When the Inflation Reduction Act was signed into law on Aug. 16 by President Biden, many companies were in the middle of a fiscal quarter. “If you’re a calendar year corp, the quarter ends on Sept. 30, and you have to do a lot of testing of your deferred tax assets and liabilities on your balance sheet to make sure they’re fairly stated,” said Barton. “If you were thinking that you were going to get a 21% benefit on some of those deductions, or you thought you were going to be taking things into income at 21%, it could be that now you’re subject to a 15% rate and you could have financial statement detriments because of this new law. So there’s an immediate action because of the quarter end and having a new law in the middle of the quarter end.”
The Inflation Reduction Act contained a provision that potentially doubles the amount that companies can claim on the research tax credit, from $250,000 to $500,000 per year, against payroll taxes (see story). However, it also left out a much sought provision reversing a provision from the Tax Cuts and Jobs Act of 2017 that eliminated the ability of companies to write off their R&D expenses in the year they’re incurred (see story).
“They basically are allowing companies to have a longer period,” said Barton. “They just took one of the provisions that was in the law and have made it go longer in terms of research and development expenditures so that you can still get a current deduction for those. It’s just an extension. What was interesting in this bill is what didn’t get in there.”
Meanwhile, the OECD has been working to get holdout countries such as Hungary onboard with approving the 15% minimum tax.

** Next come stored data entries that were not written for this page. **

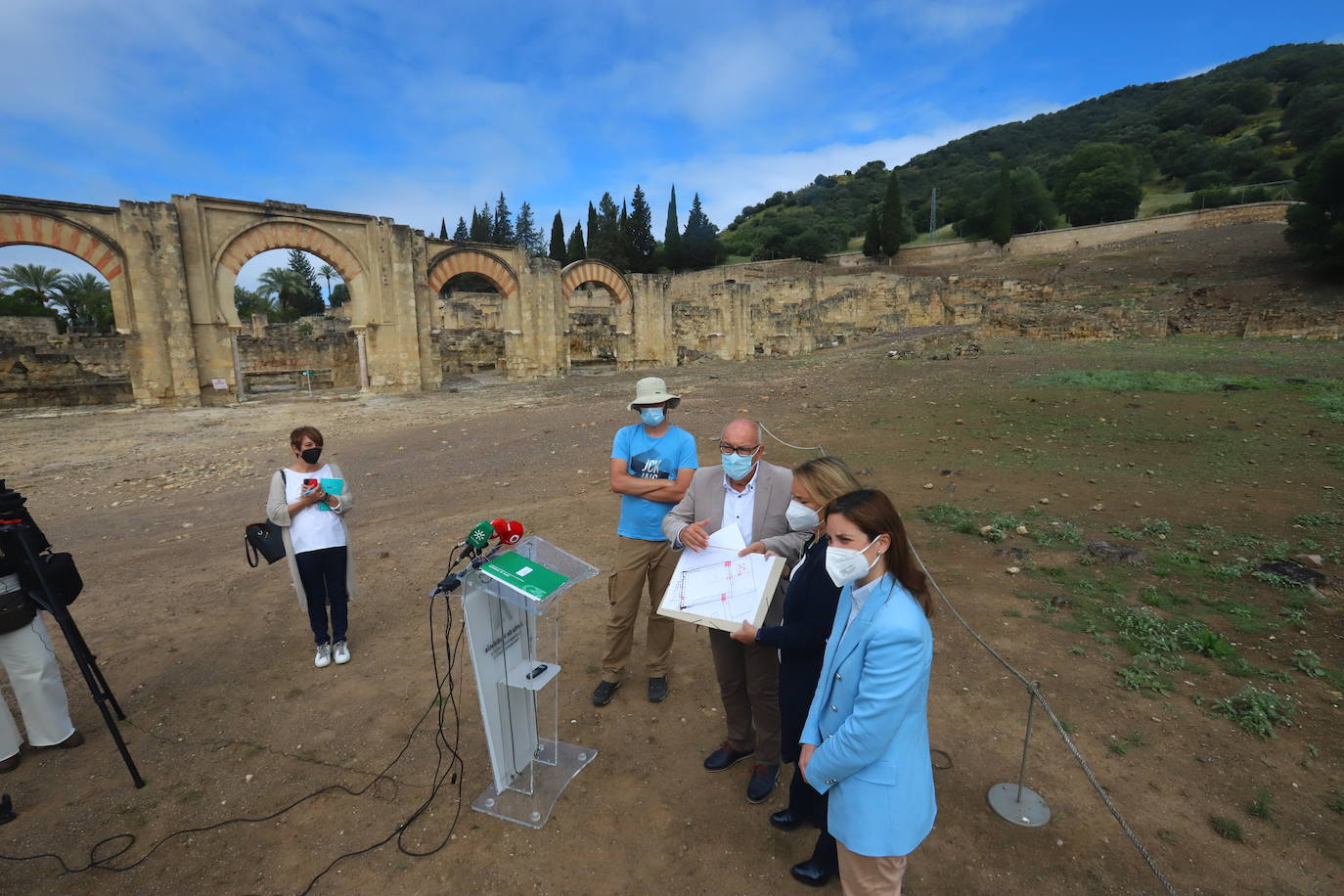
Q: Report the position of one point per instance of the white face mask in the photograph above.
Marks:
(845, 565)
(801, 517)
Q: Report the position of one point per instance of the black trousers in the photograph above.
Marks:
(812, 806)
(323, 575)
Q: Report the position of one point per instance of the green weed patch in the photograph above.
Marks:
(1258, 712)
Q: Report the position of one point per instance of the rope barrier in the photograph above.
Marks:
(764, 428)
(1035, 692)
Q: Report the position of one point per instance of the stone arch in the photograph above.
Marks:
(471, 261)
(594, 272)
(285, 233)
(101, 251)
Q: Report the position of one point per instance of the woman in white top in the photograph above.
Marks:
(309, 501)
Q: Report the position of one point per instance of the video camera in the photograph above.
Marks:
(53, 582)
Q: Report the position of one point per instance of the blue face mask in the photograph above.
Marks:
(737, 467)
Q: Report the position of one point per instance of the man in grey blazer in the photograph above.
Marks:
(753, 493)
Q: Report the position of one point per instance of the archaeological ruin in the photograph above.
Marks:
(179, 342)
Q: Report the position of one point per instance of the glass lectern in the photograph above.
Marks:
(511, 606)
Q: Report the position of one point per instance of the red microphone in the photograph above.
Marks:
(507, 531)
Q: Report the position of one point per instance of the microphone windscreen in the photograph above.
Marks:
(480, 535)
(513, 532)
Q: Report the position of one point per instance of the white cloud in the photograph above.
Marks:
(948, 19)
(1196, 71)
(728, 183)
(732, 74)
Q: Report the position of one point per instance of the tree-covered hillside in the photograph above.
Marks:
(1249, 121)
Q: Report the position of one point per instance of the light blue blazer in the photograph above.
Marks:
(870, 722)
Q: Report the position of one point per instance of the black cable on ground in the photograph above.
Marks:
(442, 773)
(1035, 691)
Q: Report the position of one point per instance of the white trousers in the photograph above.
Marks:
(35, 680)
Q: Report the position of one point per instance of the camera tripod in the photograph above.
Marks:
(23, 542)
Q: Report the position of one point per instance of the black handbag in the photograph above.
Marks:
(17, 607)
(263, 540)
(62, 576)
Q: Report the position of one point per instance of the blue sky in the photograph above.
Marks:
(421, 112)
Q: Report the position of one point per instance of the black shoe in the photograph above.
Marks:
(725, 756)
(812, 874)
(604, 691)
(762, 782)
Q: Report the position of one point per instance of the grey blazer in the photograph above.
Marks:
(775, 489)
(277, 511)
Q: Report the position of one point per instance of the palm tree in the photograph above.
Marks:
(248, 302)
(290, 291)
(87, 301)
(327, 272)
(32, 281)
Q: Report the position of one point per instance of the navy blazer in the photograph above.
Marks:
(870, 720)
(809, 607)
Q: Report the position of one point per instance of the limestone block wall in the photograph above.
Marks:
(1089, 237)
(36, 371)
(281, 351)
(470, 334)
(590, 327)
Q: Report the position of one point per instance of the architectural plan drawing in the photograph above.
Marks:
(718, 589)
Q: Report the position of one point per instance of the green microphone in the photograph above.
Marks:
(478, 536)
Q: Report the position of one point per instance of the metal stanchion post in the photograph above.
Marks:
(1020, 803)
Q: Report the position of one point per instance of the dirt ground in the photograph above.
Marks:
(227, 716)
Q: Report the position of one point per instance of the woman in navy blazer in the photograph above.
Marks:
(809, 607)
(866, 740)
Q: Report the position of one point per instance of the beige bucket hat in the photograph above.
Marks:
(652, 389)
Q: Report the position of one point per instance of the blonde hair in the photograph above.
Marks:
(827, 478)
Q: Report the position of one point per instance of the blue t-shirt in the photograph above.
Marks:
(650, 458)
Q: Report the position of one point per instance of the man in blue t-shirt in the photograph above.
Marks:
(652, 464)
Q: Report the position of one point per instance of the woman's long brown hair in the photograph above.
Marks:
(872, 511)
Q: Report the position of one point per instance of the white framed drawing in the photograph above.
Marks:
(715, 587)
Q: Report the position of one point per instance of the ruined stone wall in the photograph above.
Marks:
(40, 367)
(274, 355)
(592, 327)
(470, 334)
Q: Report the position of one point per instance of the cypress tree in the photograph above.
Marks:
(1000, 209)
(298, 263)
(575, 250)
(605, 236)
(672, 236)
(700, 238)
(873, 238)
(524, 234)
(481, 225)
(891, 222)
(558, 240)
(502, 230)
(592, 230)
(624, 241)
(642, 233)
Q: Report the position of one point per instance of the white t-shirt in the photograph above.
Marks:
(312, 528)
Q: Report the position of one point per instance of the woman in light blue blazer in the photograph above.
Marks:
(866, 741)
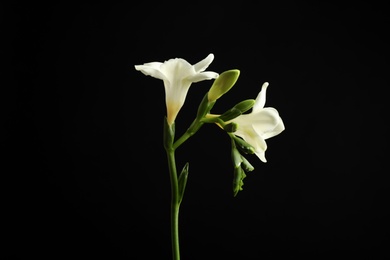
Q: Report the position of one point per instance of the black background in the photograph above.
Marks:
(83, 168)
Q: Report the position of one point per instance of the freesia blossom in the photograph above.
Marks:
(262, 123)
(178, 75)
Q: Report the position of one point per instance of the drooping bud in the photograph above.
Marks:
(223, 84)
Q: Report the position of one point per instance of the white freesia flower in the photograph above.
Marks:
(262, 123)
(178, 75)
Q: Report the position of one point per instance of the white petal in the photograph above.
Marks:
(265, 120)
(261, 156)
(260, 99)
(203, 64)
(203, 76)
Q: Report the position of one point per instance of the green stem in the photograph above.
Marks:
(174, 204)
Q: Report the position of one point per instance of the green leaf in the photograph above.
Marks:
(243, 145)
(182, 181)
(230, 128)
(246, 165)
(204, 107)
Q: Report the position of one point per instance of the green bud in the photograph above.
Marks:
(237, 110)
(230, 114)
(245, 105)
(223, 84)
(243, 145)
(204, 107)
(230, 128)
(182, 181)
(169, 134)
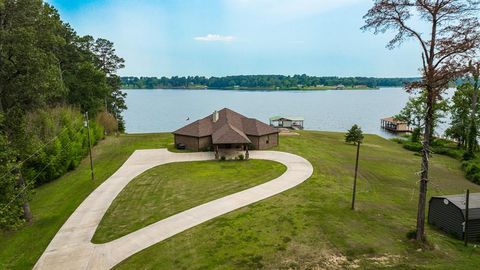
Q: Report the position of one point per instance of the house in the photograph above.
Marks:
(394, 125)
(292, 122)
(448, 213)
(224, 130)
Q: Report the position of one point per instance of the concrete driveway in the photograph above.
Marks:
(71, 248)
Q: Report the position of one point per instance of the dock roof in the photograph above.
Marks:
(292, 118)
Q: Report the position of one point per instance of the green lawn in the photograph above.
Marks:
(169, 189)
(309, 226)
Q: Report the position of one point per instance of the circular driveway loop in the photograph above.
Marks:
(71, 248)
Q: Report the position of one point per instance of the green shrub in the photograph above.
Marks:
(413, 146)
(58, 141)
(108, 122)
(398, 140)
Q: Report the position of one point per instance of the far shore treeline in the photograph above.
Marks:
(269, 82)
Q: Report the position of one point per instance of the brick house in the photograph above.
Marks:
(226, 130)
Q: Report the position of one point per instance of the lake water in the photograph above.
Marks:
(167, 110)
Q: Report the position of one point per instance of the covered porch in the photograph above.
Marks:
(231, 151)
(229, 143)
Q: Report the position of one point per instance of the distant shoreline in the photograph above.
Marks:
(264, 89)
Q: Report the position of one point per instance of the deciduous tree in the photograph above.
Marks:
(452, 36)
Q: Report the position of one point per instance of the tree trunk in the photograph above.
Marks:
(472, 133)
(27, 213)
(422, 198)
(355, 177)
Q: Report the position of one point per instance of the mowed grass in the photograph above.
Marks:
(312, 226)
(171, 188)
(309, 226)
(53, 203)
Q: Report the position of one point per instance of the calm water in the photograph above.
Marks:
(167, 110)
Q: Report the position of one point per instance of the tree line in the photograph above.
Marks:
(49, 77)
(259, 81)
(449, 50)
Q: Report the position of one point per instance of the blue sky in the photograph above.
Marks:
(231, 37)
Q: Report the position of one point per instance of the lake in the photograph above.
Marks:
(336, 110)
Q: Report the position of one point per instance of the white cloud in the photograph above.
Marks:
(215, 37)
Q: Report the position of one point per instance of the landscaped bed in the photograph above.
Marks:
(310, 225)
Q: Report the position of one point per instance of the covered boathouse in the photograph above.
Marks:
(226, 131)
(448, 214)
(291, 122)
(393, 125)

“There is still significant political momentum around the global minimum tax,” said Barton. “We’ll see what happens this autumn. The U.K. announced plans to implement the global minimum tax beginning in 2024. I think the EU will pick it up in the autumn timeframe. It will be interesting to see if they can pull it off. Hungary was the only holdout this spring. These negotiations are continuing on whether or not we can get them all aligned. The Czech Republic now has the presidency of the EU, so a lot of people feel that with that change, maybe they’ll be able to get the Hungarians in line and get this done for the European Union. And if that happens, that’s 27 countries at once. That then puts a lot of pressure on the U.S. and the U.K., but I still think we have to watch the EU and see if they can actually get this done. The rules would be effective beginning in 2024.. There are still so many things that are being ironed out: the interpretive guidance, the administrative matters, potential simplifications. The outcome of that work could be important.”

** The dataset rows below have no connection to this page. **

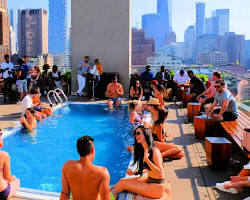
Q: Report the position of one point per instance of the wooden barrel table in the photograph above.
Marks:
(193, 109)
(218, 151)
(180, 94)
(203, 125)
(186, 98)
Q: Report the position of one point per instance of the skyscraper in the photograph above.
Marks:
(200, 19)
(222, 21)
(59, 27)
(189, 44)
(171, 38)
(13, 30)
(206, 43)
(142, 47)
(247, 54)
(158, 25)
(32, 32)
(4, 29)
(234, 45)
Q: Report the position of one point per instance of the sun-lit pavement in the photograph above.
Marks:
(190, 177)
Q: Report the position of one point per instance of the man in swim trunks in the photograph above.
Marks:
(114, 92)
(82, 178)
(28, 120)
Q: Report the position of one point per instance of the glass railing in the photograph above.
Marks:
(238, 84)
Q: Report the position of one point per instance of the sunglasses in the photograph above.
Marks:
(137, 133)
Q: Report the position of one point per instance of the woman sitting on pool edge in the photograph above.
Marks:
(168, 150)
(28, 120)
(134, 117)
(148, 159)
(8, 183)
(38, 105)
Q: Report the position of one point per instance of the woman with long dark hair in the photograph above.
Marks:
(136, 91)
(147, 158)
(8, 183)
(159, 116)
(159, 92)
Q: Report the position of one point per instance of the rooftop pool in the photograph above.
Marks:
(37, 158)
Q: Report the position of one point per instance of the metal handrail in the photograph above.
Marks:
(55, 95)
(61, 92)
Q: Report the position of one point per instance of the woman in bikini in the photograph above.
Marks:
(134, 117)
(148, 159)
(8, 183)
(29, 120)
(38, 105)
(158, 115)
(136, 91)
(159, 92)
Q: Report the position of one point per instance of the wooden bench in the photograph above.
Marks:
(235, 130)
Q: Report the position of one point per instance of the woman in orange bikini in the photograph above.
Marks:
(8, 183)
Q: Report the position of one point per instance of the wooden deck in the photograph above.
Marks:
(190, 178)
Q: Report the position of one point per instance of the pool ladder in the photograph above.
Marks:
(56, 94)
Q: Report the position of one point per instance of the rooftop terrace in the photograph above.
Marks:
(190, 177)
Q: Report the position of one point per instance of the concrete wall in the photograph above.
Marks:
(101, 29)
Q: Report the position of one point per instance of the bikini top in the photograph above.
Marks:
(137, 117)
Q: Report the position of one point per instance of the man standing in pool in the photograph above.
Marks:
(114, 92)
(82, 178)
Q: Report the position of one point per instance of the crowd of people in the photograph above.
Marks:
(88, 76)
(25, 76)
(151, 144)
(151, 140)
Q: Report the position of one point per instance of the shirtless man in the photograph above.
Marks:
(208, 95)
(114, 92)
(29, 121)
(82, 178)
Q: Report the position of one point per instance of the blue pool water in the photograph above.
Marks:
(37, 158)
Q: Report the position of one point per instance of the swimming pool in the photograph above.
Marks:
(37, 158)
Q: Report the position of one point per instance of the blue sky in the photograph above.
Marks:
(183, 12)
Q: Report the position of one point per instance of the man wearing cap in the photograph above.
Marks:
(114, 92)
(7, 70)
(225, 99)
(82, 74)
(162, 76)
(196, 85)
(180, 80)
(147, 75)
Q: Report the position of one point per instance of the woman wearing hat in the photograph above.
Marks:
(158, 115)
(8, 183)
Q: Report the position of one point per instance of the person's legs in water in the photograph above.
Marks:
(14, 186)
(118, 102)
(143, 188)
(110, 104)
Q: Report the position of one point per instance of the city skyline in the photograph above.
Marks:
(180, 22)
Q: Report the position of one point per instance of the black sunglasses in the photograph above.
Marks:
(137, 133)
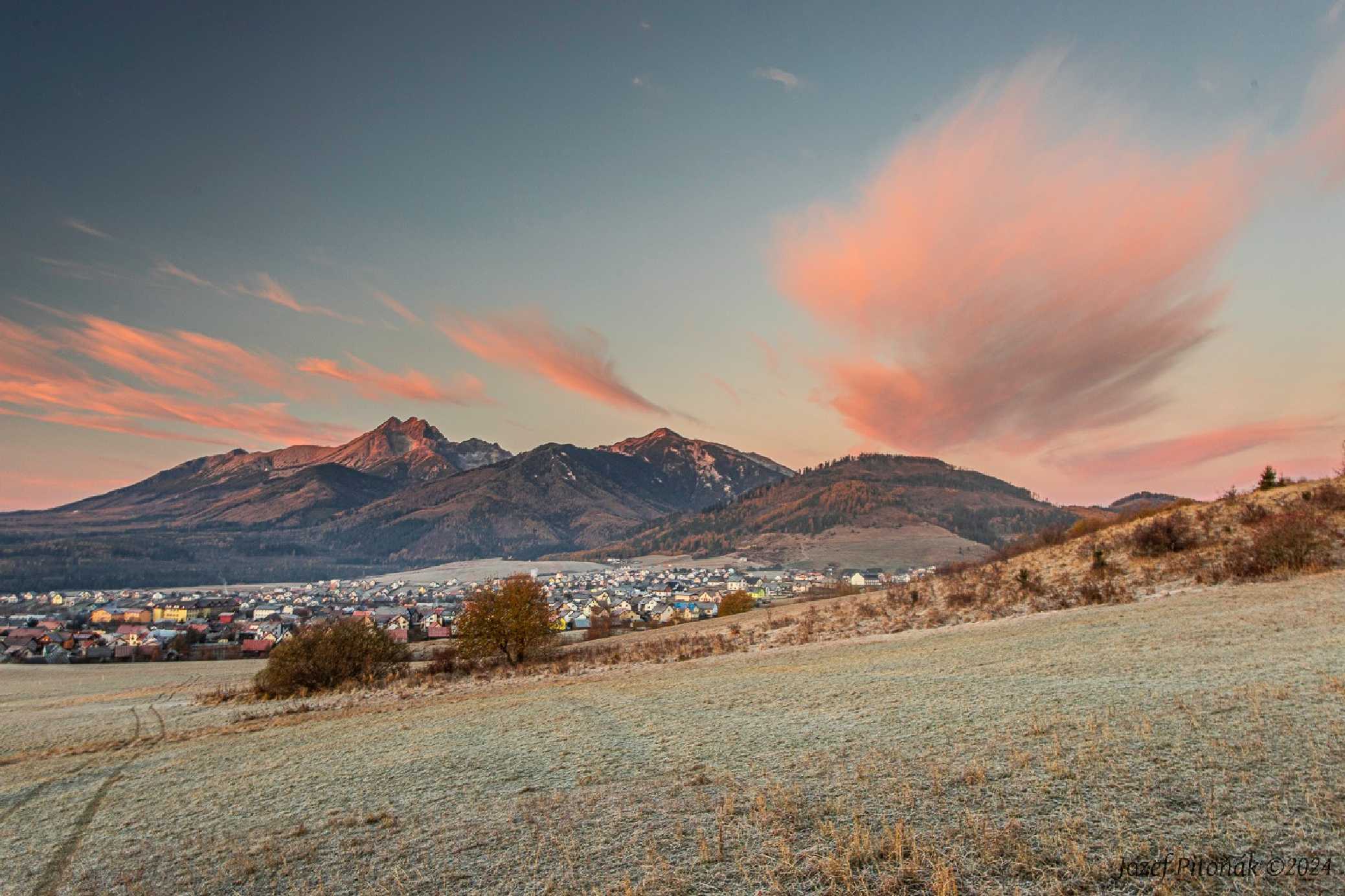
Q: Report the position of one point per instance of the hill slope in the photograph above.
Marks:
(940, 756)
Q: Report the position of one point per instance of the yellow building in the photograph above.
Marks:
(174, 612)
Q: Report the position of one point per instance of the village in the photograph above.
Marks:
(137, 625)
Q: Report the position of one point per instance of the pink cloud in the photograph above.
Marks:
(374, 383)
(396, 307)
(181, 359)
(271, 291)
(530, 343)
(1013, 273)
(1191, 450)
(36, 384)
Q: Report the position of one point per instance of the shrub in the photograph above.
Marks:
(512, 619)
(600, 626)
(736, 601)
(1270, 479)
(1294, 541)
(1326, 497)
(446, 662)
(961, 600)
(1162, 536)
(1254, 514)
(330, 654)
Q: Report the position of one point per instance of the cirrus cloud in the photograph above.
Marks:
(786, 78)
(1013, 274)
(38, 384)
(373, 383)
(530, 343)
(273, 292)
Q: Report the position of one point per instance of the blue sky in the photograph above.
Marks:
(623, 168)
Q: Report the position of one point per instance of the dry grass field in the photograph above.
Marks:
(1024, 754)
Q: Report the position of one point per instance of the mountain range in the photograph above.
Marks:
(405, 495)
(401, 494)
(868, 509)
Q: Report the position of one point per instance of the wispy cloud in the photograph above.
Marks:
(530, 343)
(271, 291)
(41, 384)
(1013, 274)
(396, 307)
(80, 269)
(174, 271)
(374, 383)
(82, 227)
(787, 78)
(1191, 450)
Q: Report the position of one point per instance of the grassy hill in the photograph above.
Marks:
(1002, 732)
(1023, 755)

The outcome could have political ramifications. “Where the world is going politically, people want to try to be fair and create this 15%,” said White-King. “We’re targeting these big multinational enterprises. And as we’re looking at that, are we conscious of the provisions that are being enacted in our Tax Codes where maybe in an ideal world, they were destined to be operational in a unilateral way? But in actuality, when we do apply these provisions to certain fact patterns, they overlap each other and there’s a multitiered tax. What we try to avoid in an ideal world is double taxation and even triple taxation in the international tax world. Now is it becoming a multitiered tax approach, and how do we work our way around that or within that framework to ensure fairness? That’s where I’m seeing lots of discussion around the treatment of the tax credits, and will the systems respect the tax credits? How does that play out in the modeling? Having something like a global minimum tax, what does that do for the world of incentivizing investment? Does that go away from a tax perspective? Do we look to other areas of incentivizing within the business world that are non-tax? And what does that do to our modeling? Those are some of the areas that I’m really curious to see how it develops.”

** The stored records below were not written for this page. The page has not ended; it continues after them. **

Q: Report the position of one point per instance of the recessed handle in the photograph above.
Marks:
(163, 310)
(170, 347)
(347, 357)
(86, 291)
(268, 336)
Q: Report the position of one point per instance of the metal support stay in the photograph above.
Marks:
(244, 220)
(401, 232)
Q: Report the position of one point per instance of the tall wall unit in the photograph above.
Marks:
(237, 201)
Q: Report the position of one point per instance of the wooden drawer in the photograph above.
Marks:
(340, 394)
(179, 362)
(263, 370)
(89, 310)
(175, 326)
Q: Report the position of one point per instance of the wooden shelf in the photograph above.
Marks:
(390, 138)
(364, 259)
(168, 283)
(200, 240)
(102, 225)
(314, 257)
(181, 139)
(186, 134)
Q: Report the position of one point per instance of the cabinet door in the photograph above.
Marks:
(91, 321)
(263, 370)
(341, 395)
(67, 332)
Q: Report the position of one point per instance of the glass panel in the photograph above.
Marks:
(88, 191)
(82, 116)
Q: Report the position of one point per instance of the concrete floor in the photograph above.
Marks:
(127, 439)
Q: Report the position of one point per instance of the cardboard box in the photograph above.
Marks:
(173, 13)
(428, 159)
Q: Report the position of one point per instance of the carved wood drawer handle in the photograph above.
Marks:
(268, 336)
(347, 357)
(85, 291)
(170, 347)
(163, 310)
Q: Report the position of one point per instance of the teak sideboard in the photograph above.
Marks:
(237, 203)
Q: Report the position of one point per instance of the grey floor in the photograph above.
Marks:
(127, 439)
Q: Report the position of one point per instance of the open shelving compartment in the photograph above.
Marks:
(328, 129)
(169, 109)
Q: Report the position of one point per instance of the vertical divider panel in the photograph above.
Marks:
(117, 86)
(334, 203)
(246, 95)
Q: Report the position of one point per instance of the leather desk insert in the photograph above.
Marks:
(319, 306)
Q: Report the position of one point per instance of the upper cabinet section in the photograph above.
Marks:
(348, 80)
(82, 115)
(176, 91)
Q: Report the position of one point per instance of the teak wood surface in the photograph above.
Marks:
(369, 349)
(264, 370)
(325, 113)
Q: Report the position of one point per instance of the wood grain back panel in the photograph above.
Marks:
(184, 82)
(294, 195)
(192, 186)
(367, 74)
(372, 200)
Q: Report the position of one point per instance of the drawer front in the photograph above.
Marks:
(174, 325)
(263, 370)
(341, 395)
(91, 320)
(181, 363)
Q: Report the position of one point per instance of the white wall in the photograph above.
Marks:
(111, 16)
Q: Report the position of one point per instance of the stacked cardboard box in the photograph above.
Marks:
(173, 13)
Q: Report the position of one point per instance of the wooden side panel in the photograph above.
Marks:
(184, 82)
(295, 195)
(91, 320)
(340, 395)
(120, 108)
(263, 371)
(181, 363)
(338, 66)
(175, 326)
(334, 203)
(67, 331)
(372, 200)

The recent announcement of the retirement of Pascal Saint-Amans as director of the Center for Tax Policy and Administration at the OECD casts further uncertainty on the direction of the global minimum tax, she noted (see story).
“With the Inflation Reduction Act and the U.S. view on this minimum tax, we are taking into account these credits and these incentives,” said White-King. “When you look at the global minimum tax, it’s very different, and you have to look at it on a credit by credit basis and on an incentive by incentive basis by country. That’s some of the difference between the two. Some may immediately look at this just on its face, very superficially on the surface and think it’s 15% under both the U.S. and the global minimum, but it’s not equal. And how it works and how we arrive at that is very different. And one of those areas is certainly tax incentives and credits. Really understanding that and the workings of that and modeling that out is paramount. When people ask me, what are companies doing? This is one big modeling exercise, and it’s been this way since we changed over the code in 2017. It’s modeling every iteration that we possibly can, every scenario that we can possibly think about, to really understand the implications and be ready either way.”
In comparison, Barton believes implementation of the Pillar One part of the plan will take place even further out than the global minimum tax in Pillar Two.
“I think people are pretty exhausted just even trying to get this global minimum tax,” she said. “And I think getting this Inflation Act done in the U.S. without the requisite provisions has taken a little steam out of the project. It’s great to think that you want a multilateral agreement, but what this is showing is multilateralism and tax are very difficult to achieve. A lot of heads of taxes all wanted this and worked hard with the OECD, sending contingencies of their tax departments to Paris, really trying to get out their point of view. And then they opened up the documentation, the hundreds and thousands of pages that hit us in December, and it was like, ‘Oh, my gosh, I didn’t ask for this. I don’t want what’s in this package.’ So I guess it’s a lesson of being careful what you wish for.”